Currency forward contracts for risk management

Currency forward contracts for risk management
12 April 20233 min read

When Dutch businesses operate outside the Eurozone, they are exposed to currency risks. This means that the value of their income and expenditure can fluctuate as a result of changes in exchange rates. This can lead to unexpected losses and uncertainty about the company's future profitability. To mitigate these risks, businesses can make use of currency forward contracts.

What are currency forward contracts?

A currency forward contract is an agreement between two parties to buy or sell a certain amount of currency on a specific future date at a predetermined exchange rate. This enables businesses to hedge their currency risks by locking in the exchange rate at the time the contract is entered into.

Why are currency forward contracts important for Dutch businesses operating outside the Eurozone?
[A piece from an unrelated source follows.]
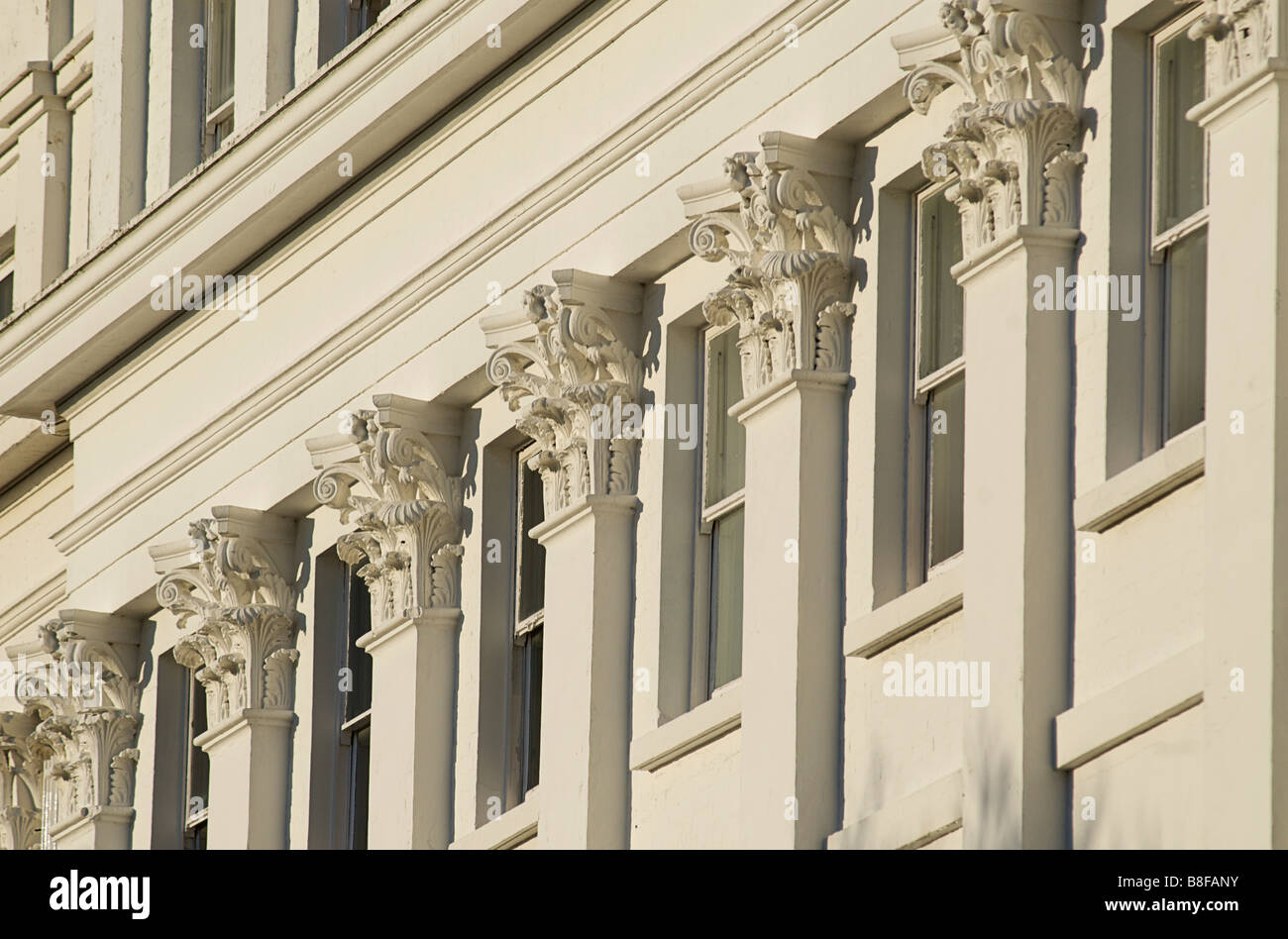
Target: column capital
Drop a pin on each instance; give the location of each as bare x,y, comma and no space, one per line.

Dutch businesses that operate outside the Eurozone are exposed to currency risks because they have income and expenditure in different currencies. If the value of the currency in which they receive their income falls relative to the euro, this can lead to lower profits or even losses. Conversely, a rise in the value of the currency in which they incur their expenditure can lead to higher costs.

By using currency forward contracts, businesses can hedge their currency risks and protect their profitability. By locking in the exchange rate at the time the contract is entered into, businesses know exactly how much they will receive or pay in their own currency, regardless of fluctuations in exchange rates.

How do currency forward contracts work?

Currency forward contracts work as follows: a company that, for example, receives income in US dollars and wants to convert this to euros can enter into a currency forward contract to lock in the exchange rate at the time the contract is concluded. If the exchange rate on the contract's maturity date is higher than the agreed exchange rate, the company will benefit from the higher rate and receive more euros than it otherwise would have. If the exchange rate on the maturity date is lower than the agreed rate, the company will still receive the agreed exchange rate and will not be exposed to losses resulting from the decline in the exchange rate.

What are the advantages of currency forward contracts?

Currency forward contracts offer several advantages for businesses operating outside the Eurozone:

  • Protection against currency risks: by locking in the exchange rate at the time the contract is entered into, businesses can hedge their currency risks and protect their profitability.
  • Predictability of income and expenditure: by locking in the exchange rate, businesses know exactly how much they will receive or pay in their own currency, regardless of fluctuations in exchange rates.
  • Flexibility: businesses can enter into currency forward contracts for different currencies and different durations, depending on their needs.
  • Cost savings: by hedging their currency risks, businesses can prevent unexpected losses and protect their profitability, which can lead to cost savings in the long term.

Conclusion

Currency forward contracts are an important instrument for Dutch businesses operating outside the Eurozone. By hedging their currency risks, businesses can protect their profitability and reduce uncertainty about future income and expenditure. Currency forward contracts offer predictability, flexibility and cost savings, enabling businesses to focus on their core activities and strengthen their competitive position.